By Jessica · On November 30, 2015

Owen Kydd is a shortlist candidate for the AIMIA AGO Photography Prize. Exploring the tension between still images and moving videos, his short loops are mesmerizing. It’s less about a bigger narrative, and more about a single moment. An isolated time with these “durational photographs” flickering in a lightbox. Here’s what Kydd told us about his work.

Studio Beat: We’re always interested in artist practice and process as an entry point to the work. What’s the starting point for creating videos? Can you take us through an average day in your studio when beginning a new work?

Owen Kydd: Most of my ideas come from just walking around Los Angeles – you have to get out of the car, it doesn’t work any other way. Los Angeles is so spread out that there is a lot of great in-between space where time slows down a little.  I often collect ideas on my iPhone and bring them back to the studio, which really means the computer nowadays right? I collect and categorize, then either go out and reshoot the image, or reconstruct something similar in my studio, or just create it on the computer with animation.

SB: Each image generates a distinct feeling. Which comes first? The image or the feeling. Are you attracted to the image because of the feeling or do you seek images that create that feeling?

OK: You know it “feels” so strange to talk about feelings and art these days, but no one can really deny that pictures evoke them. I would say I just practice selecting images that will create a useful distinction from the world when they reach the wall. But also images that will work well within the performance of photography backdrop that I’m making.

owen-kydd-knife-sole-feather-scrubbers

SB: In gif culture, what is the relationship between your videos and gifs? Do you consider differences? Similarities?

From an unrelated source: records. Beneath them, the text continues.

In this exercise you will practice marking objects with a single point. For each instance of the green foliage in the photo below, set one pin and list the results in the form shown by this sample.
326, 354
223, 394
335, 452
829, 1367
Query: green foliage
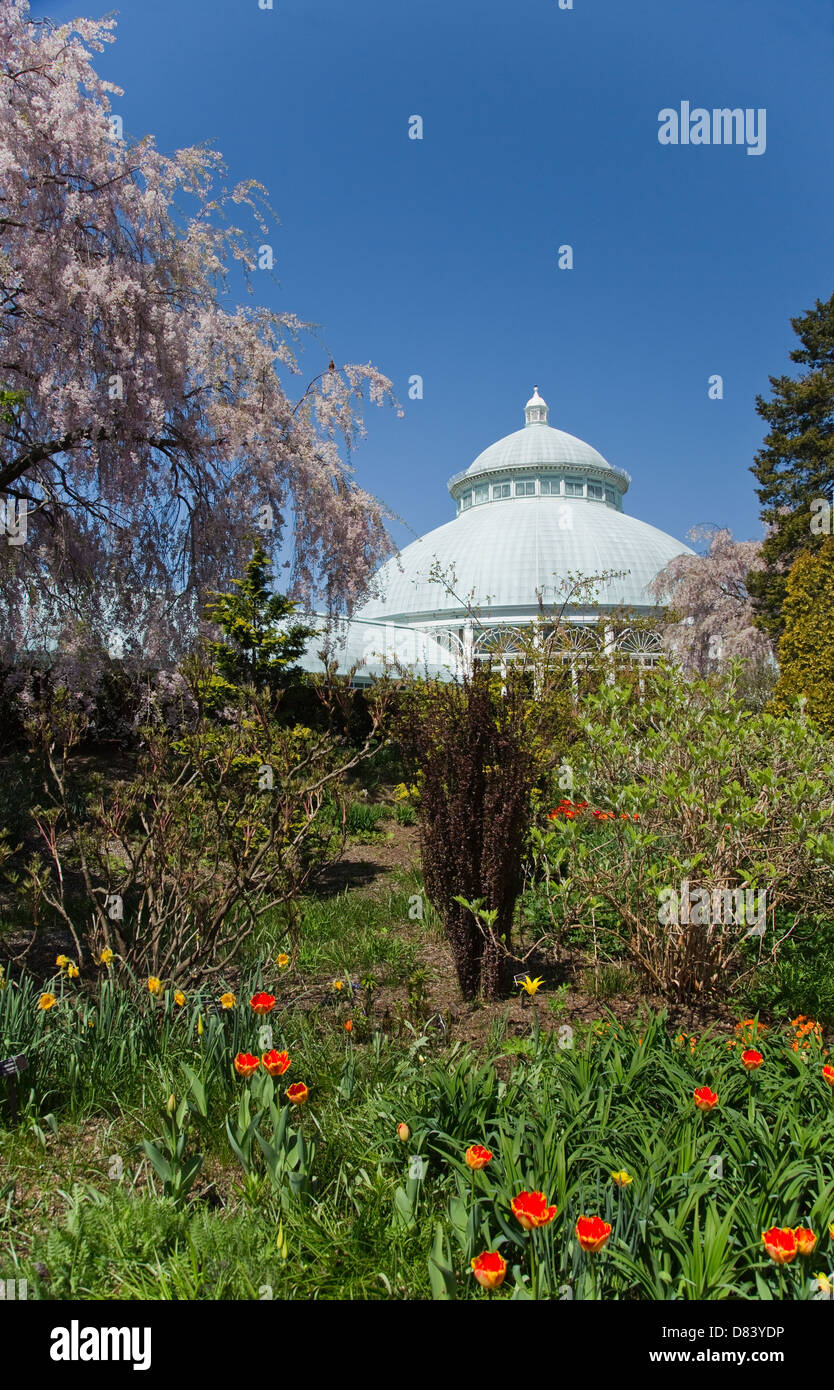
801, 977
364, 818
325, 1201
795, 464
806, 647
260, 645
694, 788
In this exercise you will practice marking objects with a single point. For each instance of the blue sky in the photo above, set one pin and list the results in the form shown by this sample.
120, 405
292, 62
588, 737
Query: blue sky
439, 256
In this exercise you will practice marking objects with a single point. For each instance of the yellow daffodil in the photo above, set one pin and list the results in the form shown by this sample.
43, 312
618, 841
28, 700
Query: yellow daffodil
531, 986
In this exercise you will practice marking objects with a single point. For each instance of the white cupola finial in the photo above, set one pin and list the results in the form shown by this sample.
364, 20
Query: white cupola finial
535, 410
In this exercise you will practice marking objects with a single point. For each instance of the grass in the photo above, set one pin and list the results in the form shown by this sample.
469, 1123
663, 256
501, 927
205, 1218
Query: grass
85, 1215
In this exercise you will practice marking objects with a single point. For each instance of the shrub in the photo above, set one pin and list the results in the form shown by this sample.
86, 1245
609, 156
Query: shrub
477, 762
687, 787
806, 648
175, 866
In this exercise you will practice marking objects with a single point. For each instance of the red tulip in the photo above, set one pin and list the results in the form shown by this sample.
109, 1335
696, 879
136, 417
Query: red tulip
246, 1064
477, 1155
805, 1240
489, 1269
780, 1243
592, 1232
531, 1209
275, 1062
262, 1002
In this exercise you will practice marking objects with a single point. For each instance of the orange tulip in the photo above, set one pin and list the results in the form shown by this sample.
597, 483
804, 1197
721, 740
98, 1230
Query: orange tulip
262, 1002
780, 1243
246, 1064
592, 1233
489, 1269
531, 1209
275, 1062
705, 1100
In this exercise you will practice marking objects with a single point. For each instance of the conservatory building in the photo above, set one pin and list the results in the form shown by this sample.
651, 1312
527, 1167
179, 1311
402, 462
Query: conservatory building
540, 531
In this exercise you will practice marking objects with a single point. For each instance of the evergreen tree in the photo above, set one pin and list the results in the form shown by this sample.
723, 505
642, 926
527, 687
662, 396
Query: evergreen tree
259, 647
806, 649
795, 464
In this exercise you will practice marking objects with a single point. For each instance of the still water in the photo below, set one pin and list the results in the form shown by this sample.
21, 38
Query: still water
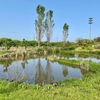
37, 71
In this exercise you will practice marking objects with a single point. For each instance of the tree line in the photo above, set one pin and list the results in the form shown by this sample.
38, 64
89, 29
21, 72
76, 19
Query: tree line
45, 24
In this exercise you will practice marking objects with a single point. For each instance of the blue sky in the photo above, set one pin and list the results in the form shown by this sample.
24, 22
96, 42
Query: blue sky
17, 18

OK: Gif is a specific code, but the category can stand in for “looping images”. As such I probably make the best quality 4k Gifs I can. I think Gif culture is coming back a bit Post-vine or Instagram. I missed them.

SB: Your work has a meditative quality. It dictates time in an interesting way, more explicitly than a photograph. What is the significance of using movement to make the viewer linger on the image?

OK: I am trying to strip away most of the narrative markers that I can from the moving image so that it then comes to “pre-sent” time (actually reveal the same time that was recorded), rather than “re-present” it. The resulting images can range from somewhat kinetic to the almost still, with the later being more often the case. Some movement is hard to avoid, and it also helps to indicate that time passes, but now I am also making pictures on screens where just the pixels bouncing around are seemingly enough. Maybe I’m in too deep!

owenkydd_interview01

SB: How do you edit your images for exhibition? Which videos make the cut?

OK: I try and sit with the pieces in the studio for as much time as possible to see if they take on the proper life of a durational photograph – this takes some time to discern because moving images lean so heavily towards narrativity, they take on a montage with other works, or the environment around them.

SB: Is there anything about your art practice or process that the average art viewer would be surprised to learn?

OK: Good question, maybe that as an artist so wrapped up in video I also make a living printing large-scale photographs?  I’ve converted part of the studio into a print-shop with a friend and we make work for other artists and galleries. It keeps up a good pace and energy at the studio.

Visit Owen Kydd’s website here.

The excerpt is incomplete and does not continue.